This year's traditional Thanksgiving dinner will be easier on the wallet, with the price the lowest in five years, according to the American Farm Bureau Federation.
The farm organization found the price of the turkey and all the trimmings for the classic Thanksgiving Day meal for 10 people will cost 1.5 percent less than last year, or an average of $49.12. That is down 75 cents from last year's average cost of $49.87.
"The last time Thanksgiving was this cheap was 2013," John Newton, the federation's market intelligence director. "The fact you can have that classic meal for under $5 per person says a lot about the U.S. farmer and the harvest they produce every year."
Nationally, the average cost of the traditional Thanksgiving meal as tracked by the federation has gone down for two-consecutive years. Newton said this year's decline was led by falling turkey prices.
Indeed, the biggest single decline this year for the national cost is the price of the 16-pound turkey, down 36 cents to an average to $22.38 from $22.74 last year. That's a decline of 1.6 percent.
"Wholesale turkey prices are now below $1 [per pound] for the first time since 2013," said Newton. "We have an abundant supply of turkeys, and that's really leading to some of the lower prices that consumers are seeing at the grocery store."
Some supermarkets use the turkeys essentially as a "loss leader" to drive sales in stores for other holiday food items. Amazon's recently purchased Whole Foods is cutting prices for its organic or non-antibiotic turkeys for Thanksgiving this year.
Other special items on the dinner table that are down nationally this year include sweet potatoes, rolls, green peas and 9-inch pie shells. Three pounds of sweet potatoes were $3.52, down 2.2 percent from last year. The price of a dozen rolls fell 8.1 percent, pie shells dropped by 5.4 percent and a gallon of whole milk dropped by 5.7 percent.
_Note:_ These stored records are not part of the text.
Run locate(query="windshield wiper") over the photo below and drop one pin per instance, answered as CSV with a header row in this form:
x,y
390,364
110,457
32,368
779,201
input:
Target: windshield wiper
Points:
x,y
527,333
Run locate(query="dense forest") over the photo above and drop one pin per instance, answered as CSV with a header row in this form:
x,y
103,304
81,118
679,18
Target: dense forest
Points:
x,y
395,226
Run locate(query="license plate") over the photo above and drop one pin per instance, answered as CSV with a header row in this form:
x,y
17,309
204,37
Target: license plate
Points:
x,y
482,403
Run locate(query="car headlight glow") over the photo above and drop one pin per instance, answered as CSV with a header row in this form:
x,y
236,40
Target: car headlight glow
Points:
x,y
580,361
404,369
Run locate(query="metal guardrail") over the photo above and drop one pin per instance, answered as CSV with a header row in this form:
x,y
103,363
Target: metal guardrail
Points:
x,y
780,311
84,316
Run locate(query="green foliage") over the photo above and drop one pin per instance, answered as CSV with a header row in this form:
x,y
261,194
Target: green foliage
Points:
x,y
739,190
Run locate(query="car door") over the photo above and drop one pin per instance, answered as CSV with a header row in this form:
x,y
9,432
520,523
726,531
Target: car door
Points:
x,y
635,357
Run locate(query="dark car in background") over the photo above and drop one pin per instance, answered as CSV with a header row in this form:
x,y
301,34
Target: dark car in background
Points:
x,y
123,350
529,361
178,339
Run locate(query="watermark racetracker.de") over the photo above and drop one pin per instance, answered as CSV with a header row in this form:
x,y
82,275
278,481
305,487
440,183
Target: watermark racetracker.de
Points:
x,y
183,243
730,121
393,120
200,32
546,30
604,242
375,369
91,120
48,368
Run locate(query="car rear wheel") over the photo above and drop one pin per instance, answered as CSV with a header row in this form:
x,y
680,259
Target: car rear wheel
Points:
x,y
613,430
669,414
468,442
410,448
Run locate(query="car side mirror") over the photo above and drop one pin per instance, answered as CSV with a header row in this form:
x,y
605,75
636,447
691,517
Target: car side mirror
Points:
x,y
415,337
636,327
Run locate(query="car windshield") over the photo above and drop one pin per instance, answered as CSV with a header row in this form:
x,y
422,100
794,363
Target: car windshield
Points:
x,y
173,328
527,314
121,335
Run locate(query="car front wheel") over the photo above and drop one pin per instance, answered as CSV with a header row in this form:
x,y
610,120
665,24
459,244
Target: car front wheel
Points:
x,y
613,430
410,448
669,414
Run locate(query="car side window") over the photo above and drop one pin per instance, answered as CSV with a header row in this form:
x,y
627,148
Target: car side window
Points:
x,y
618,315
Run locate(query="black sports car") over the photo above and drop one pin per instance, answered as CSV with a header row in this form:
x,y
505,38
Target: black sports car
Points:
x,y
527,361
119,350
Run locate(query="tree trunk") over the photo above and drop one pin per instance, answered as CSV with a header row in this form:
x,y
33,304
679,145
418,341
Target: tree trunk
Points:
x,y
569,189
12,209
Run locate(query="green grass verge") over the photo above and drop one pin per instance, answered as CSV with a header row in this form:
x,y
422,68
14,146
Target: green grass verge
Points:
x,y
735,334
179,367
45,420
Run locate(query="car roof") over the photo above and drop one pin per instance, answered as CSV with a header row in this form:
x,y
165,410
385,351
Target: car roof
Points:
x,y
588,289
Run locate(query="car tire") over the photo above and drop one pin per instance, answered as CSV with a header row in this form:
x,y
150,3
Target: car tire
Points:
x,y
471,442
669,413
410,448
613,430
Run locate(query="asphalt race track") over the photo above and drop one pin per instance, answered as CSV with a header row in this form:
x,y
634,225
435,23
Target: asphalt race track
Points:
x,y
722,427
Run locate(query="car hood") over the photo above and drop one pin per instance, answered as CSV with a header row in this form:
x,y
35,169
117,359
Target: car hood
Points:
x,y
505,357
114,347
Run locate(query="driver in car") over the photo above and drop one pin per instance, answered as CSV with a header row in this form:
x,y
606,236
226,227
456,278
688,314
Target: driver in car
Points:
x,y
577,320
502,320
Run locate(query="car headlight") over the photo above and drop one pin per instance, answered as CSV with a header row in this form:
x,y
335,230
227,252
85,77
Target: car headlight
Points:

"The gallon of milk was lower as milk supplies in the United States continue to grow," said Newton. It also comes as some East Coast dairy producers are experiencing some of the thinnest profit margins in the past few years.
However, the federation said the price of the pumpkin pie mix was up by 2.6 percent, whipped cream jumped 4 percent and 12 ounces of fresh cranberries went up 1.7 percent. In percentage terms, the highest increase this year was cube stuffing, rising 5.2 percent over 2016 levels.
According to Newton, some of the price movements may be more related to processing costs, including labor and energy expenses. He said things that are more directly farmed to consumers didn't see a significant price increase in this year.
The survey, which has been conducted annually since 1986, is done by volunteer shoppers around the country and looks at regular-priced items. It doesn't reflect store coupons or other discounting.
Demand for organic and specialty turkeys has been growing in recent years, but the most popular ones for Thanksgiving remain frozen whole birds.
Last month, the U.S. Department of Agriculture reported that the total frozen whole turkeys in cold storage as of Sept. 30 were up about 22 percent from last year. The increase partly reflects a building of supplies in advance of Thanksgiving but also additional supplies that have been produced.
The oversupply of turkey may be good news for consumers, but it has hurt pricing for the major producers of the bird and, in some cases, squeezed margins. Even so, the organic turkeys tend to have stronger pricing than the conventional frozen birds.
"This year overall has been a more challenging year in general," said Jay Jandrain, COO of Butterball, the nation's largest supplier of turkeys. He said there's been "too much supply out there [of turkeys] and an oversupply of protein in general."
"It's made for a more competitive environment in general, both because of turkey industry-specific supplies as well as protein in general," he said.
This year, Butterball is rolling out for the first time an organic whole bird, although Jandrain said it's a "very small part of the business."
"As we look at those types of offerings, whether it's in a whole bird or it's other types of products that we produce, we're certainly seeing increased consumer demand for antibiotic-free ... in organic products in general," the COO said. "We're looking for additional opportunities to meet consumer needs in providing those additional offerings, also."
Parts of the country may see even lower costs than the national price reported by the federation.
For example. the classic Thanksgiving meal will cost total of $44.74 this year in New York state, down $1.89 or a nearly 10 percent decline from last year, according to the state farm bureau's survey. That means it will be on average $4.38 cheaper for New Yorkers than the national average price for the meal.
The savings for New Yorkers is evident in the price of 16-pound turkeys, which will cost an average $21.36 in the state, down from $22.20 last year and more than a $1 cheaper than the national average price of $22.38 this year.